No. 279.
Mr. Bayard to Mr. Walker.

No. 63.]

Sir: I have to call your attention to the following facts, in respect of which your prompt action is desirable.

The Boston Ice Company, a partnership composed exclusively of citizens of the United States, has been for more than twenty-three years engaged in the business of shipping ice, lumber, and general merchandise [Page 412] to the cities of Aspinwall and Panama, in the Republic of Colombia, for sale by the agents or representatives of the company, and is now engaged in such business. It appears from papers laid before the Department that the shipping of ice to the cities of Aspinwall and Panama and the selling of such ice therein constitutes the principal part of the business of this ice company, in which part of its business it has a large amount of capital invested and many agents and officers employed. Indeed, the Boston Ice Company appears to be the only importer and dealer in ice in the two important cities named.

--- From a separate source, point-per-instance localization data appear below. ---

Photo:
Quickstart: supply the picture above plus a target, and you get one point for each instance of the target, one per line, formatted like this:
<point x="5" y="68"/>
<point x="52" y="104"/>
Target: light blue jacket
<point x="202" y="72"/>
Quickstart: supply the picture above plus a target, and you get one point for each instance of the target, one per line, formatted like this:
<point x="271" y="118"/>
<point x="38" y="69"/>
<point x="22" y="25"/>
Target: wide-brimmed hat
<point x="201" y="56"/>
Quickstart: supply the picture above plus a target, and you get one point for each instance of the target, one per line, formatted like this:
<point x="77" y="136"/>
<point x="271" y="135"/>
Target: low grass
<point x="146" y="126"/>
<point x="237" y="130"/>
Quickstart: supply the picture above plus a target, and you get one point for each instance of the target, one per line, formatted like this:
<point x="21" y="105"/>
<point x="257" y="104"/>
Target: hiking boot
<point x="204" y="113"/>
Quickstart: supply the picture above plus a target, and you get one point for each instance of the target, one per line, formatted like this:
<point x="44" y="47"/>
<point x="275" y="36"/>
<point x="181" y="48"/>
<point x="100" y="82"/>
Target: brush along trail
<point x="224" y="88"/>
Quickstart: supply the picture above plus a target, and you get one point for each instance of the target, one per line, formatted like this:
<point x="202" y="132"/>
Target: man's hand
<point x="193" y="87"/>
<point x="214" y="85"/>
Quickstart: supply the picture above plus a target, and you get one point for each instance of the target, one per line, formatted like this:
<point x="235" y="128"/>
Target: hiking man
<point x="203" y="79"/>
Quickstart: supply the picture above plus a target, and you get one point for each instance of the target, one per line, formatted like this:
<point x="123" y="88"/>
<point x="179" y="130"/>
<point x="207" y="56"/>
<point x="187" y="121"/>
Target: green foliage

It appears that on November 21, 1887, President Nuñez promulgated a decree, countersigned by Mr. Eestrepo, minister of the treasury, for establishing a monopoly of the importation and sale of natural ice in the department. This decree you will find published in the Diario Oficial of November 24, 1887. It provides that the Government of Colombia reserves to itself the monopoly of the importation and sale of natural ice in the department of Panama; that the Government may grant said monopoly or privilege to an individual or to a company either by private contract or at public auction; that the grantee of such privilege may transfer it to another individual or company with the previous assent of the Government, and that from the day whereon the grantee of said privilege enters into the enjoyment thereof no individual or company shall import ice into said department of Panama without the consent of said grantee.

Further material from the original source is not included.